I described the value and the methods involved in lucid dreaming. Because his dream was always the same, I suggested he pick one particular moment in the dream and each night as he fell asleep to mentally and emotionally visualize himself back in that particular moment and say, “This is my dream.”
A few weeks later he came in for his session and reported he had used the moment when he found that his buddy had died as the signal that he was dreaming. One night he had again had the nightmare, but this time as he reached his friend he was able to realize that this was a dream and he could choose to direct it in any manner he wished. He decided to tell his friend to get up, that the war was over and they were all going home. In the dream, his friend sat up, smiled and they got up and walked off the battlefield. It has now been over two years and he has not had this nightmare since.

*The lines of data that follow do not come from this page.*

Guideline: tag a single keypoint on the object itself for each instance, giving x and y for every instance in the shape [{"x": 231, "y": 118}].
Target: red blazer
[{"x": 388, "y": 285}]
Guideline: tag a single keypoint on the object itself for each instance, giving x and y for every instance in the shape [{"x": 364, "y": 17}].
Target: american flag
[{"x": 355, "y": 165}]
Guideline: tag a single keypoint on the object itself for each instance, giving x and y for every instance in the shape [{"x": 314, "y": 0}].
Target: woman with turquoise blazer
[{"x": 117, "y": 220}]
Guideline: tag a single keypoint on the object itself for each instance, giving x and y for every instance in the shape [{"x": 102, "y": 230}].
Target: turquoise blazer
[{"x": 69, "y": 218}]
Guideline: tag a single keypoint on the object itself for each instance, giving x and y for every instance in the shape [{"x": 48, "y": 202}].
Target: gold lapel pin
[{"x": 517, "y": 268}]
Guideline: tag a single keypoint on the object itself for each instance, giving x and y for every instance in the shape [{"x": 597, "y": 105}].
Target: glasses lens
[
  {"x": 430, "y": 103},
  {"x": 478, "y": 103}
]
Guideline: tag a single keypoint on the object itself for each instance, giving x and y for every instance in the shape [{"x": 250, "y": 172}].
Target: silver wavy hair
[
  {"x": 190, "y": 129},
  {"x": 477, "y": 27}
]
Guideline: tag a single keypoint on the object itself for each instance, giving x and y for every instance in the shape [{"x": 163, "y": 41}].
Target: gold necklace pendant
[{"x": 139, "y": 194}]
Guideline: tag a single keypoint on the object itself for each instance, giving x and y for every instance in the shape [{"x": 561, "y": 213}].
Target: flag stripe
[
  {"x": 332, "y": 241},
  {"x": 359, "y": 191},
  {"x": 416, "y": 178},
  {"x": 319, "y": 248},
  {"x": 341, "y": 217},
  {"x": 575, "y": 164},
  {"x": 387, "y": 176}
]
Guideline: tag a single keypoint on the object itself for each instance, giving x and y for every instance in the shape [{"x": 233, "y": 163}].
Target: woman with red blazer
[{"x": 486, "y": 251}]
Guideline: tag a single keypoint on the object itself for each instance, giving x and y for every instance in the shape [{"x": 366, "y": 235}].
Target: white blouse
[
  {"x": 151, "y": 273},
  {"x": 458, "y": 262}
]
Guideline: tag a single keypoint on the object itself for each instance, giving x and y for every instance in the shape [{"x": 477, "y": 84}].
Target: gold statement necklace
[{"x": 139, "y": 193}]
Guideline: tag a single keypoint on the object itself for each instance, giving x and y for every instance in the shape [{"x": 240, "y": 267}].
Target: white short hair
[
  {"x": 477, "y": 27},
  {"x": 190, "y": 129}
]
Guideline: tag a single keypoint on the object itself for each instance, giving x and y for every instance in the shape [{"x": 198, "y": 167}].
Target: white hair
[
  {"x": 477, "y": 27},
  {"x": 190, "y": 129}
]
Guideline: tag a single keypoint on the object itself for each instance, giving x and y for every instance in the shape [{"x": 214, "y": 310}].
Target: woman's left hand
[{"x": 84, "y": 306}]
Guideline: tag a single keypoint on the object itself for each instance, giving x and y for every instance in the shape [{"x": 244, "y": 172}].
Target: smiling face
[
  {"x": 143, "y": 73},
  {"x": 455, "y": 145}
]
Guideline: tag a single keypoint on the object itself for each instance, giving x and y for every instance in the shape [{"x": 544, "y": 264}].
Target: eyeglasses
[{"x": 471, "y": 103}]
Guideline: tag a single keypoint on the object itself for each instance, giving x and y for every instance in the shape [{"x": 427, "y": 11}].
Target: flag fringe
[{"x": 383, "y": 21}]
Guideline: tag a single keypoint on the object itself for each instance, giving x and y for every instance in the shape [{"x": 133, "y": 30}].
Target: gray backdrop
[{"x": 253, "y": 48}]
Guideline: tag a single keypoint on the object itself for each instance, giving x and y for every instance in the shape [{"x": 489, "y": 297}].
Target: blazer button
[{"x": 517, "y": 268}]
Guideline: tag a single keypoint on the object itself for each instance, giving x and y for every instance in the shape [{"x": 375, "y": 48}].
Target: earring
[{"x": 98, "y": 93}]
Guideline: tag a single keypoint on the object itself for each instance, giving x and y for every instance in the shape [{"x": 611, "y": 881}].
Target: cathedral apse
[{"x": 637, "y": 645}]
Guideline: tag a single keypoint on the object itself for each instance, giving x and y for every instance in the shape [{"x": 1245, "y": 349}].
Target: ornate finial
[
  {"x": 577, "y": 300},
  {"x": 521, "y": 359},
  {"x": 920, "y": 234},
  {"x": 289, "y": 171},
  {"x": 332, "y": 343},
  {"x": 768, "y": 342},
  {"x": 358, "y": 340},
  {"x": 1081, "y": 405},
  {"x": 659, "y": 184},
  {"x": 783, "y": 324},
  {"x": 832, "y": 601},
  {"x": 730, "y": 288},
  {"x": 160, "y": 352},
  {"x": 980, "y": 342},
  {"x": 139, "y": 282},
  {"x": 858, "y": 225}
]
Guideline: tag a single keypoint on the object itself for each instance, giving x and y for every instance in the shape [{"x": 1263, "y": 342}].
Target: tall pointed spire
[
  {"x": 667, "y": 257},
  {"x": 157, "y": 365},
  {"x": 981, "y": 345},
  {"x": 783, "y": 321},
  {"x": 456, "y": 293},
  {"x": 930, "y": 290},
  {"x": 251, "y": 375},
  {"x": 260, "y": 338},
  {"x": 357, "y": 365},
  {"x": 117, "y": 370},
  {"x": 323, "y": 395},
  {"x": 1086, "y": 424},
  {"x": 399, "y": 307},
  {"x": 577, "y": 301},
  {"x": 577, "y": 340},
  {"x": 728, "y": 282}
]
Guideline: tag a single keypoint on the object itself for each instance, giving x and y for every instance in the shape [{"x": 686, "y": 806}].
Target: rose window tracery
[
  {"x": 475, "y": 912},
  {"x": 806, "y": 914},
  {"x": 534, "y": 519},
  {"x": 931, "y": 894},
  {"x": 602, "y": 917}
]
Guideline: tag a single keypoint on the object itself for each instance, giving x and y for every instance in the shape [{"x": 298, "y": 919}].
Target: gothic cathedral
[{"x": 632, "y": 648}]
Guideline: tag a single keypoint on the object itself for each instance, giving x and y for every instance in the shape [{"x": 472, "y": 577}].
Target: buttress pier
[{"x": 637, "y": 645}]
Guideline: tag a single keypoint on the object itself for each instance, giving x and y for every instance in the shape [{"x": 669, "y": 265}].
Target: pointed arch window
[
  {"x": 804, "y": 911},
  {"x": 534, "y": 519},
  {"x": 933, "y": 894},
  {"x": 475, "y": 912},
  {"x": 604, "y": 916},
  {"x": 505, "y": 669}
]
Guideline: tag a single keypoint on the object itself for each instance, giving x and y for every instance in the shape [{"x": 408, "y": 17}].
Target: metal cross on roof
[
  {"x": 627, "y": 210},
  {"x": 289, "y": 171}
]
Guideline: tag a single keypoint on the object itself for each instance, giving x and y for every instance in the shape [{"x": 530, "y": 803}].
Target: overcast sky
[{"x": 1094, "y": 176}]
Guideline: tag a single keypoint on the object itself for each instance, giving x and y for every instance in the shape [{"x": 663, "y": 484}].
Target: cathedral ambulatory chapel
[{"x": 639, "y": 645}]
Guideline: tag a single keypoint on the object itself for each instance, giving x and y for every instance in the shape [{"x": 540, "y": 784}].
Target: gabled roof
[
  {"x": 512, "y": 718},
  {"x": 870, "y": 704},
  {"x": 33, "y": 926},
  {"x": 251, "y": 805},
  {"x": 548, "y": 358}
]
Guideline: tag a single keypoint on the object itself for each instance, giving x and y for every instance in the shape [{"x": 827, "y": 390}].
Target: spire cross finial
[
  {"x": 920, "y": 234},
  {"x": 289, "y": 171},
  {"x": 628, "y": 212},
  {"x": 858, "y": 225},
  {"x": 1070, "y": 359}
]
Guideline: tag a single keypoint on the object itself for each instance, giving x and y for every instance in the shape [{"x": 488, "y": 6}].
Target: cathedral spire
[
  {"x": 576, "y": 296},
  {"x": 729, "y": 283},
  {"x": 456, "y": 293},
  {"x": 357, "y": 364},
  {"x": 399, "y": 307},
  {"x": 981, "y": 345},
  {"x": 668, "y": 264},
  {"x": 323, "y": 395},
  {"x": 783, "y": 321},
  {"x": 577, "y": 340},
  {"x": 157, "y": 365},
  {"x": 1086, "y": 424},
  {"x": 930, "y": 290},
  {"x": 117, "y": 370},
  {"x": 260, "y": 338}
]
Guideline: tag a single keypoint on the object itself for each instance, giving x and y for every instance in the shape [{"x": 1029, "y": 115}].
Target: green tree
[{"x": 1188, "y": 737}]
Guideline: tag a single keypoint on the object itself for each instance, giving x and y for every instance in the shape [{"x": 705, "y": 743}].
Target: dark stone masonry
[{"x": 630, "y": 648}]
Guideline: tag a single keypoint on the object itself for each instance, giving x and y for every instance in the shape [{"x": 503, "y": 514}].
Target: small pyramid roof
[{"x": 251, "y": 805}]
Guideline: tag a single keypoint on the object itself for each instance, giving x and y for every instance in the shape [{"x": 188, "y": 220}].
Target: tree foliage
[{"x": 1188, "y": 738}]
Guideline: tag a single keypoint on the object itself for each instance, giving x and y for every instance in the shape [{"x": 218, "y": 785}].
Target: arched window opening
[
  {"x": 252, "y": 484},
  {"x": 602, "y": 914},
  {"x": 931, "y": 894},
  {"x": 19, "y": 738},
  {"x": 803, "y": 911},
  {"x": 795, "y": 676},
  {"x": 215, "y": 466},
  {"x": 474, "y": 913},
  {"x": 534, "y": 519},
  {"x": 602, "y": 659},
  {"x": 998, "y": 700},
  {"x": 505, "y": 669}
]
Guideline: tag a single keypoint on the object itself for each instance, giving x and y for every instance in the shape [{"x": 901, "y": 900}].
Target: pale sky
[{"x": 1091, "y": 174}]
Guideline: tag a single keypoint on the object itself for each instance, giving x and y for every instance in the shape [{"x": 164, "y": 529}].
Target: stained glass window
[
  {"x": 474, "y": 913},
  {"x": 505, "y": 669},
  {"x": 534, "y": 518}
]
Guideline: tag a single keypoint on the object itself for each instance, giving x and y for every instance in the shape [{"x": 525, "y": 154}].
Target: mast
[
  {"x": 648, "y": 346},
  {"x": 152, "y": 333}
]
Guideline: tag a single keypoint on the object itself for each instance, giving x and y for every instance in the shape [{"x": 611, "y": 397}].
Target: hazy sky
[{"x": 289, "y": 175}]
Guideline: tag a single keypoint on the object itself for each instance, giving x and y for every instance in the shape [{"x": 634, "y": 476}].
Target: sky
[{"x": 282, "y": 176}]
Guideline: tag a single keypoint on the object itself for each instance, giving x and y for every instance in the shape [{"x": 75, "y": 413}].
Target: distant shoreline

In his book, Dreaming in the World's Religions: A Comparative History, Kelly Bulkeley wrote: "Particularly at a time when mental health professionals are seeking improved methods of treating people suffering from post-traumatic stress disorder (PTSD), the value of recognizing and actively working with the dimensions of existential fear and religious transformation in dreaming can be tremendous if the therapeutic goal is to heal the whole person (as opposed to simply eliminating his or her behavioral problems)." (Bulkeley, 2008, p. 271).
I couldn't agree more.
Lucid dreaming is one method that has the potential to be helpful for many veterans and others with PTSD. To not use it, to not make people at least aware of its potential value and provide them with some one who can teach them to learn this skill is just one more indication that we have failed to help those men and women who fought to maintain our freedom and way of life.